If you’re going to spend your R&R time with some liveaboards, but have never done such a thing before, and maybe feel in over your head, don’t fret. Take a deep breath, read on, and know that soon enough you will be rocking with the waves of the ocean and sipping on sundowners.

Before taking off on your well-deserved vacation, here are a few things that you can expect may happen and things that will be appreciated by your hosts.

  • First things first, your luggage. Large, hard-case suitcases should be completely banned from any sailboat. No one has room for that, unless you don’t mind having it as your bunk mate. “Confined quarters” means there is room for you, and some of your stuff, not for luggage the size of a secondary small human. We HIGHLY recommend you pack your things in duffel bags, or any soft material bag that you can roll up and stow somewhere once you have unpacked the excessive (see below) amount of stuff you brought.


  • Excessive packing will most likely happen. Like on any vacation, you always feel you need all of your stuff. Go through your things and ask yourself, “will I really need this for a week long vacation?” Chances are, weather permitting, you are going to spend most of your time in a bathing suit, so pack a couple of those, mostly everything else can be purged from your luggage. A couple shirts, a couple shorts, one pair of pants, a dress, and sunscreen (don’t forget the sunscreen). Outside of your daily necessities you will probably find that you gravitate to the same clothes everyday and will most likely head home at the end of your trip not having worn half the stuff you brought. It’s a vacation, de-clutter your mind, your luggage, and give yourself some breathing space in your berth.


    You don’t want your berth to look like this because you packed too much!

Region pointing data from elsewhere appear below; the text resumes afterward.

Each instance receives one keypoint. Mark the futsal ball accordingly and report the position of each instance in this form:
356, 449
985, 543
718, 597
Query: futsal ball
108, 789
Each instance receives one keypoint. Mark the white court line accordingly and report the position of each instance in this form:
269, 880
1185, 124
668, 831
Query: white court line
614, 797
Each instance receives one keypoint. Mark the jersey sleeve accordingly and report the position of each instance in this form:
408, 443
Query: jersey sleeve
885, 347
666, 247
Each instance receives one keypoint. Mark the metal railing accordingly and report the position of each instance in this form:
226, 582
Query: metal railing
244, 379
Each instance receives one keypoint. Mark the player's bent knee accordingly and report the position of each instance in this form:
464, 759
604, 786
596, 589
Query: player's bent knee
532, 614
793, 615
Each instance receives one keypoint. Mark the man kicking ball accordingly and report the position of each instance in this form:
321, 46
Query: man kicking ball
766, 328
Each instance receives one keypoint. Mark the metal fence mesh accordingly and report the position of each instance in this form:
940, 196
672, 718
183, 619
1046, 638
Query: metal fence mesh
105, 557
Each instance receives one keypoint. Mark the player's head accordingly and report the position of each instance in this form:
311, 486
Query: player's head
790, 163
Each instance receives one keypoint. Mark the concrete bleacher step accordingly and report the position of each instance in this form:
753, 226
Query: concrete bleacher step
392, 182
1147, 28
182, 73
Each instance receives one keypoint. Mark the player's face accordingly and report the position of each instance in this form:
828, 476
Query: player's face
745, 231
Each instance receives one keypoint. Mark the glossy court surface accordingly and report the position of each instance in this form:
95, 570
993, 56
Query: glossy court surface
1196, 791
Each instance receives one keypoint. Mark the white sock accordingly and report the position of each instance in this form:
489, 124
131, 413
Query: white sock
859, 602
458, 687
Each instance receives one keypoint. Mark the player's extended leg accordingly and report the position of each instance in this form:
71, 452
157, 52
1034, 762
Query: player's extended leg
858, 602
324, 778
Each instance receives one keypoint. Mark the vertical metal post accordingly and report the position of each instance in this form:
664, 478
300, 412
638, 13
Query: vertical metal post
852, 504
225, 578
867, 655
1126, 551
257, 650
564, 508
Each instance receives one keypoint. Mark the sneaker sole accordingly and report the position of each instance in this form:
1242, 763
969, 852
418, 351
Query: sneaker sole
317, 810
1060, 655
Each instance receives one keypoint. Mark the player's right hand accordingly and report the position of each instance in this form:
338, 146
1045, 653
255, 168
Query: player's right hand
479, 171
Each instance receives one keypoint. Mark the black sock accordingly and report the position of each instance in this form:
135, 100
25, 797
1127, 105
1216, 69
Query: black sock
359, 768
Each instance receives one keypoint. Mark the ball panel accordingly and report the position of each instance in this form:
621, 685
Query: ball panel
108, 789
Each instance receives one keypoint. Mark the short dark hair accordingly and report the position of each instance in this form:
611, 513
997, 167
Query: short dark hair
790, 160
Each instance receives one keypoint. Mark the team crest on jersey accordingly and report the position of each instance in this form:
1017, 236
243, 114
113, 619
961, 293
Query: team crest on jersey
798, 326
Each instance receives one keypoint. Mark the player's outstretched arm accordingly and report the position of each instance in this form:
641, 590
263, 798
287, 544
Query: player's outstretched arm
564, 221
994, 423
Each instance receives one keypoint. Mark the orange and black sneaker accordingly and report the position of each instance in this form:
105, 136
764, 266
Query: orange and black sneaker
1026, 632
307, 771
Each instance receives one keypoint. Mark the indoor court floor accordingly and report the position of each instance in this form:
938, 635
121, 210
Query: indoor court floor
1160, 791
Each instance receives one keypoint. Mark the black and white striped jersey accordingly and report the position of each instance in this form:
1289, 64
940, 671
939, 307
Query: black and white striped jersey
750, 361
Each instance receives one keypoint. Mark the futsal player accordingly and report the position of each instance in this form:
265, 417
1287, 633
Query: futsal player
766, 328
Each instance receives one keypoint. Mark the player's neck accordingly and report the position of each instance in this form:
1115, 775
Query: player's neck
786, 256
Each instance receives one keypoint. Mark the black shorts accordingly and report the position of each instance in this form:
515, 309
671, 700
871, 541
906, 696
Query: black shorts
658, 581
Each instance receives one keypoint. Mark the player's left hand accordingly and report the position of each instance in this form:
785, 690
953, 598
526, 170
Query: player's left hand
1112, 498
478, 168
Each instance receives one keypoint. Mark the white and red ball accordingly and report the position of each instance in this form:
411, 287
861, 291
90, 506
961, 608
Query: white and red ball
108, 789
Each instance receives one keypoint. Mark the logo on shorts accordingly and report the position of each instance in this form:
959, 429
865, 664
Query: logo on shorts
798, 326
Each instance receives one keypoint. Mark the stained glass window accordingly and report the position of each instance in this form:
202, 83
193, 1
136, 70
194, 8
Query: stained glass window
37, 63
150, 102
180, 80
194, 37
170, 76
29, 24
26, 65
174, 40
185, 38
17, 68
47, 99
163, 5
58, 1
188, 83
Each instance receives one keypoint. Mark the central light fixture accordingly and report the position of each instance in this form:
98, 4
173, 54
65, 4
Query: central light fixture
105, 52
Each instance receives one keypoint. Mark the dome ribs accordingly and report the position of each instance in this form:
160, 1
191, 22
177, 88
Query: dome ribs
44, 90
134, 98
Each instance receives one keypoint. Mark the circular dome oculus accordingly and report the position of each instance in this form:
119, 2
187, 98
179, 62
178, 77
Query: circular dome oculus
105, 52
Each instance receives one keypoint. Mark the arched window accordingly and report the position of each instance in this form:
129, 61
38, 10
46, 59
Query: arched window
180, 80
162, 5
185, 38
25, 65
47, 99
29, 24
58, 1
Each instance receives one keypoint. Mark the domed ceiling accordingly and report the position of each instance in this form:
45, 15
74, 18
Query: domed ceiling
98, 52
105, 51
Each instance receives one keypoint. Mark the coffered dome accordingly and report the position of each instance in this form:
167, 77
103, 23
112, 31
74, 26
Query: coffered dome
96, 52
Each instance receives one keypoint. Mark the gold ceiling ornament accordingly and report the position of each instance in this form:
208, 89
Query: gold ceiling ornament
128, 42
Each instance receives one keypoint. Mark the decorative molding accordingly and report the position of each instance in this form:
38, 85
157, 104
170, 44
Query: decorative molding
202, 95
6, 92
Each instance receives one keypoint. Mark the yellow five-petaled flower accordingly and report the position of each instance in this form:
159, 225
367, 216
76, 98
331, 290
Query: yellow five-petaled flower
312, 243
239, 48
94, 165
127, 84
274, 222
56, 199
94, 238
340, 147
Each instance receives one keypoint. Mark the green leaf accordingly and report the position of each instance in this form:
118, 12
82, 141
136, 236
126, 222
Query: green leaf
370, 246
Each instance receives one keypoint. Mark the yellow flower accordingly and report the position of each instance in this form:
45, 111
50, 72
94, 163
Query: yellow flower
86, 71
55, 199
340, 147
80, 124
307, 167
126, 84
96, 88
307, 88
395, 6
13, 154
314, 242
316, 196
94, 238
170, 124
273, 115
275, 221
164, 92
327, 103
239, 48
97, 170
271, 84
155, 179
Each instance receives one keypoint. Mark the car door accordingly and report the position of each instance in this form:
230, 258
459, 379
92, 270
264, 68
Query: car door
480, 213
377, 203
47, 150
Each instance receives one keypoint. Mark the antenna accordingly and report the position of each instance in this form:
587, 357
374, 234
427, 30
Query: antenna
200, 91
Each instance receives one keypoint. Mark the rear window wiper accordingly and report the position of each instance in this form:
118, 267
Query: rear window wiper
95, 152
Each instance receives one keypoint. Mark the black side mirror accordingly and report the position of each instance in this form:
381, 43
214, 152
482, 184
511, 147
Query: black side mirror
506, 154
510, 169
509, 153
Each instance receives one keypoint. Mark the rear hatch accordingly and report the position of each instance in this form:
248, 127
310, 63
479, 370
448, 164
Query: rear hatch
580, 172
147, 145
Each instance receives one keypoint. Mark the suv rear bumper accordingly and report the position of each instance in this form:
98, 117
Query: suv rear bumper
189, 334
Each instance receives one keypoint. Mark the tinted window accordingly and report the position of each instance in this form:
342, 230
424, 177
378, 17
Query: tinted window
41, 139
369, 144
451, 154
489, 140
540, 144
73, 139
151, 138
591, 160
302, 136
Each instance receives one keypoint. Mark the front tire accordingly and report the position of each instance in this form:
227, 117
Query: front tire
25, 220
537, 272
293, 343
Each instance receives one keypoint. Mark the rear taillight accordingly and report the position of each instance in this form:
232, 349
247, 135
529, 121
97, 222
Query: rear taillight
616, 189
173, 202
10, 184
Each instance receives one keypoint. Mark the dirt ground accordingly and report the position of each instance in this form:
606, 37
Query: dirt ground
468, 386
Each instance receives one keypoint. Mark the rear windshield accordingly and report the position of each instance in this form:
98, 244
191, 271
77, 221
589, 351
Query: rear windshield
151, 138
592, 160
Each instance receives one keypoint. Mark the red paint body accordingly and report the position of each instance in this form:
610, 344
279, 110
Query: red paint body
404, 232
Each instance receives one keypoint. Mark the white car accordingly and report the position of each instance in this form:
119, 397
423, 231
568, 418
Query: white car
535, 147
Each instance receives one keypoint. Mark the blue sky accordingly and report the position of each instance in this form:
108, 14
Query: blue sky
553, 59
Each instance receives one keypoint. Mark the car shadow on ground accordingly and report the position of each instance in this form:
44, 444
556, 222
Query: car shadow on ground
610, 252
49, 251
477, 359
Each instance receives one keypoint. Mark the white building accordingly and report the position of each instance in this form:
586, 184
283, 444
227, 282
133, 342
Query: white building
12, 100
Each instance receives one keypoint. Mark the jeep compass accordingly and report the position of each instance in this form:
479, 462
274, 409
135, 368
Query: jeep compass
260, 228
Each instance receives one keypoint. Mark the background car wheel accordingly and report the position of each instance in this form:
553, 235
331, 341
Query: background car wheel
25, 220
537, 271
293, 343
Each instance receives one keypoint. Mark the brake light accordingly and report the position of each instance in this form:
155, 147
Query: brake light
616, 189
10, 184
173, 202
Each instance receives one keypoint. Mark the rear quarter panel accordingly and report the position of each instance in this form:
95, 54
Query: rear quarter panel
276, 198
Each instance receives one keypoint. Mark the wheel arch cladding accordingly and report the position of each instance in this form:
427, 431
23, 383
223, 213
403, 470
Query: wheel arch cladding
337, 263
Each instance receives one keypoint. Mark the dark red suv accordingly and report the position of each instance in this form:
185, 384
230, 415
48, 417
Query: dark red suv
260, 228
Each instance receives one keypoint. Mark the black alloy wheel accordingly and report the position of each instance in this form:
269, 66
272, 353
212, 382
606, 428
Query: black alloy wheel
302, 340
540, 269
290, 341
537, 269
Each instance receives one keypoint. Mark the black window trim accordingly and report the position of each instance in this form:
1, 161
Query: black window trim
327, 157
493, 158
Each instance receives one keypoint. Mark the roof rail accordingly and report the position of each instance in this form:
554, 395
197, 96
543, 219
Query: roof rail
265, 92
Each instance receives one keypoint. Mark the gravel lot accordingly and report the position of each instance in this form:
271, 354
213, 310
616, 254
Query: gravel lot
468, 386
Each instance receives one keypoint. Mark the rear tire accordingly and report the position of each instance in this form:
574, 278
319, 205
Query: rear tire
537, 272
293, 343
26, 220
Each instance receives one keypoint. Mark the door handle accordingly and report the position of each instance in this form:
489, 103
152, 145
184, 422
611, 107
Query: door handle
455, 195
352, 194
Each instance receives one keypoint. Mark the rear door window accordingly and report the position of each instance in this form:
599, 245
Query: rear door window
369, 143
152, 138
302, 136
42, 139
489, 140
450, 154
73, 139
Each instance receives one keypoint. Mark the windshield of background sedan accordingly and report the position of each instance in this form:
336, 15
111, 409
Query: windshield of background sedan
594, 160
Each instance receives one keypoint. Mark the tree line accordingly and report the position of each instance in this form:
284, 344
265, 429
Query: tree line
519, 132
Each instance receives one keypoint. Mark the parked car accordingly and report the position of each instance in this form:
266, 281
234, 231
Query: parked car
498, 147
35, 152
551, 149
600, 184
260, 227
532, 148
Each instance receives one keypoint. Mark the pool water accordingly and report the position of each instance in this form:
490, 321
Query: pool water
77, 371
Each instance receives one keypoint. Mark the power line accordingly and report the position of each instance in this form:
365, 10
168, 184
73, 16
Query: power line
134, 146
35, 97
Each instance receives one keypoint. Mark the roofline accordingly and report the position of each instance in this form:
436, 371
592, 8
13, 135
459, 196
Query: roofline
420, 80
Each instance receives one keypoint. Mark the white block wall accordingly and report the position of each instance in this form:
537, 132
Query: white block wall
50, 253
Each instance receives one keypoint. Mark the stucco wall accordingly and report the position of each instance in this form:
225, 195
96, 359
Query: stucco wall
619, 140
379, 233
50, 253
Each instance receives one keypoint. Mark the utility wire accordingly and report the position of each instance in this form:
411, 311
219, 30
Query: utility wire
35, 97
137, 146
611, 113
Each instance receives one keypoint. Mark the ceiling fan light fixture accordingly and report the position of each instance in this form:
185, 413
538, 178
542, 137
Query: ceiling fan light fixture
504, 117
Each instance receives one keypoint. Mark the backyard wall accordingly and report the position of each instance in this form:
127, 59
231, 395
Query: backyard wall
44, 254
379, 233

  • Most boats run off of 12volt power, supplied by solar, wind gens, and sometimes an extra boost from a generator. There will be ways to power your electronics, if you feel you really need to bring them. Keep in mind the salt water environment, you may want waterproof cases for your things; accidents do happen, especially when you up your time around water. You can also leave all that stuff behind, drop off the face of the online world for a little bit, and truly disconnect for your vacation. If an emergency arises, or you really need to check your facebook, your hosts most likely have a phone (with internet) they can lend you…how do you think they got ahold of you to plan this vacation?! 
  • If you get motion sick/seasick and have meds that you have tried and/or prefer, bring them. If not, your hosts probably have some on hand or can recommend some to you. Don’t feel ashamed about it or let it put a halt to your ocean adventures. Even the saltiest salts get bouts of seasickness and there are plenty of tricks and meds that can make the trip absolutely delightful.